Dans l'affaire Sokal, comme dans l'affaire Courtillot, la polémique va connaitre des développements différents des deux côtés de l'Atlantique. A travers une communication Internet qui mettra en réseaux différents acteurs et différents arguments, les débats porteront sur le statut des sciences en société (Tout Sokal est là).
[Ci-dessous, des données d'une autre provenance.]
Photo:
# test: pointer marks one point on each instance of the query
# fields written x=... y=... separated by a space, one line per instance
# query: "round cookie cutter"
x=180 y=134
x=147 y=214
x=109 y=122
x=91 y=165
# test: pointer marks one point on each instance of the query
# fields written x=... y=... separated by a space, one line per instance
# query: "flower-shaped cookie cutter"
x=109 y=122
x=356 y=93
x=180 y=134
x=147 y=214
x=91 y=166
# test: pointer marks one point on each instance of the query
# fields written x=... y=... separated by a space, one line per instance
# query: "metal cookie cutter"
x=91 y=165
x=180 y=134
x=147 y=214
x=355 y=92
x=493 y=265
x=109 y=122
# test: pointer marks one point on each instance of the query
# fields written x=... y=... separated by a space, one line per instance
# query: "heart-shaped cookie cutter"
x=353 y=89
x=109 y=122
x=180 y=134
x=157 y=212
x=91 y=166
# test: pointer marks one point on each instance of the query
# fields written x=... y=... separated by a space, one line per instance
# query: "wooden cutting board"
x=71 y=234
Pour les affaires climatiques récentes en particulier, les interrogations porteront sur la transparence sociale des processus d'expertise et sur les limites des connaissances du système climatique à travers notamment deux extrêmes théoriques : la théorie climatique solariste et la théorie climatique carboncentriste (Rittaud, 2010).
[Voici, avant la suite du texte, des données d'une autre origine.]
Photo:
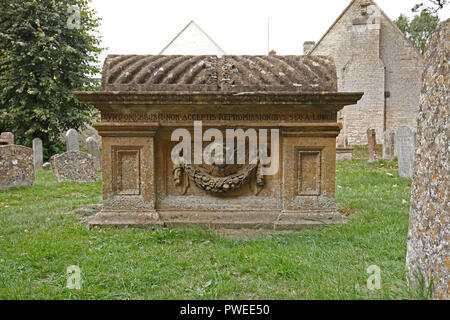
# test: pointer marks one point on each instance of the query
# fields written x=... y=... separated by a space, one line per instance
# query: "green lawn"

Enfin, je rejoins Jeanneret lorsqu'il déclare qu'en jouant aux philosophes, certains physiciens abusent d'arguments d'autorité (voir la rigidité rationnaliste de Bernard Legras ou de Stephen Schneider à propos de l'évaluation des risques climatiques proposée par la physique des rayonnements) : même si des revues ont été piègées comme dans le cas de l'affaire Sokal, doit-on en conclure l'existence de deux univers opposés, celui du rationnalisme savant et celui de relativisme ignorant ? Ridiculiser un certain relativisme suffit-il à prouver le réalisme ?

Ma position sur ces affaires...

A travers l'étude de ces affaires, la question que je me pose est celle des rapports qu'entretiennent entre eux les savoirs [...], la façon dont ils circulent, se légitiment, se rencontrent, s'évitent ou sont appropriés (Ghasarian, 2001). Ces affaires montrent comment une époque légitime, promeut et diffuse des productions intellectuelles, dans le cadre de ce que Francis Chateauraynaud ou encore Dominique Pestre appellent un régime historique et géographique de savoirs en société.

Mon intéret pour les controverses n'est donc pas celui de l'identification des gagnants ou des perdants de l'histoire. Comme le propose Jeanneret dans le cadre de l'affaire Sokal, il faut refuser de prendre parti et d'entrer dans une "guerre des sciences". A travers l'analyse des controverses climatiques, je rejoins donc le courant de sciences studies qui milite pour l'identification de régimes de sciences en société et des réorganisations socioscientifiques qui les accompagnent, à travers l'étude des moments argumentatives où s'affrontent diverses rationnalités (c'est d'ailleurs la définition que je donnerai des controverses). J'ai proposé que les sciences du climat sont inscrites actuellement dans le régime politique du développement durable (Urgelli, 2009).

Mon projet est donc de placer ces moments discursifs et les positionnements associés dans un contexte plus large qu'une simple bipolarisation intellectuelle. J'interroge donc ces affaires en terme politique et idéologique pour comprendre ce qui conduit certains à utiliser des énoncés scientifiques comme des arguments d'autorité, voire comme une source de pouvoir (Roqueplo, 1974), en tenant souvent à ne s'exprimer que d'une seule voix et à souligner que le consensus est la norme.

Autour des affaires Courtillot et Allègre, je suis prêt à parier, comme le fait Jeanneret, que derrière la question de savoir qui sont les imposteurs dans l'expertise climatique, se cache une querelle politique et idéologique d'acteurs et d'institutions, comme le suggère indirectement Prudhomme (2010).

Par ailleurs, ces querelles conduisant à une simplification des discours explicatifs de la complexité de la réalité, il faut dénonce selon moi le risque d'élaboration d'une "culture scientifique triviale", portée par l'idéologie de la compétence et le chantage au consensus.